Detect outliers in your field values as data is written, with configurable thresholds for both count-based and duration-based alerts.
The plugin maintains in-memory deques for efficient computation and integrates with the Notification Sender Plugin to deliver alerts via multiple channels.
## Configuration
### Required parameters
| Parameter | Type | Default | Description |
|-----------|------|---------|-------------|
| `measurement` | string | required | Source measurement to monitor for anomalies |
| `mad_thresholds` | string | required | MAD threshold conditions. Format: `field:k:window_count:threshold` |
| `senders` | string | required | Dot-separated list of notification channels (for example, `"slack.discord"`) |
### MAD threshold parameters
| Component | Description | Example |
|-----------|-------------|---------|
| `field_name` | The numeric field to monitor | `temp` |
| `k` | MAD multiplier for anomaly threshold | `2.5` |
| `window_count` | Number of recent points for MAD computation | `20` |
| `threshold` | Count (integer) or duration (for example, `"2m"`, `"1h"`) | `5` or `2m` |
Multiple thresholds are separated by `@`: `temp:2.5:20:5@load:3:10:2m`
### Optional parameters
| Parameter | Type | Default | Description |
|-----------|------|---------|-------------|
| `influxdb3_auth_token` | string | env var | API token for InfluxDB 3 (or use INFLUXDB3_AUTH_TOKEN env var) |
| `state_change_count` | string | "0" | Maximum allowed value flips before suppressing notifications |
| `notification_count_text` | string | see below | Template for count-based alerts with variables: $table, $field, $threshold_count, $tags |
| `notification_time_text` | string | see below | Template for duration-based alerts with variables: $table, $field, $threshold_time, $tags |
| `notification_path` | string | "notify" | URL path for the notification sending plugin |
| `port_override` | string | "8181" | Port number where InfluxDB accepts requests |
| `config_file_path` | string | none | Path to TOML config file relative to PLUGIN_DIR |
Default notification templates:
- Count: `"MAD count alert: Field $field in $table outlier for $threshold_count consecutive points. Tags: $tags"`
- Time: `"MAD duration alert: Field $field in $table outlier for $threshold_time.
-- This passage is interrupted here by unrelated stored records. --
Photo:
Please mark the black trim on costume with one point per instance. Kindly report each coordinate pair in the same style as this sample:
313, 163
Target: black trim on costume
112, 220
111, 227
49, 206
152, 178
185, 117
Tags: $tags"`
### Notification channel parameters
#### Slack
| Parameter | Type | Required | Description |
|-----------|------|----------|-------------|
| `slack_webhook_url` | string | Yes | Webhook URL from Slack |
| `slack_headers` | string | No | Base64-encoded HTTP headers |
#### Discord
| Parameter | Type | Required | Description |
|-----------|------|----------|-------------|
| `discord_webhook_url` | string | Yes | Webhook URL from Discord |
| `discord_headers` | string | No | Base64-encoded HTTP headers |
#### HTTP
| Parameter | Type | Required | Description |
|-----------|------|----------|-------------|
| `http_webhook_url` | string | Yes | Custom webhook URL for POST requests |
| `http_headers` | string | No | Base64-encoded HTTP headers |
#### SMS/WhatsApp (via Twilio)
| Parameter | Type | Required | Description |
|-----------|------|----------|-------------|
| `twilio_sid` | string | Yes | Twilio Account SID (or use TWILIO_SID env var) |
| `twilio_token` | string | Yes | Twilio Auth Token (or use TWILIO_TOKEN env var) |
| `twilio_from_number` | string | Yes | Sender phone number |
| `twilio_to_number` | string | Yes | Recipient phone number |
## Schema requirements
The plugin assumes that the table schema is already defined in the database, as it relies on this schema to retrieve field and tag names required for processing.
> [!WARNING]
> #### Requires existing schema
>
> By design, the plugin returns an error if the schema doesn't exist or doesn't contain the expected columns.
### TOML configuration
| Parameter | Type | Default | Description |
|--------------------|--------|---------|----------------------------------------------------------------------------------|
| `config_file_path` | string | none | TOML config file path relative to `PLUGIN_DIR` (required for TOML configuration) |
*To use a TOML configuration file, set the `PLUGIN_DIR` environment variable and specify the `config_file_path` in the trigger arguments.* This is in addition to the `--plugin-dir` flag when starting InfluxDB 3.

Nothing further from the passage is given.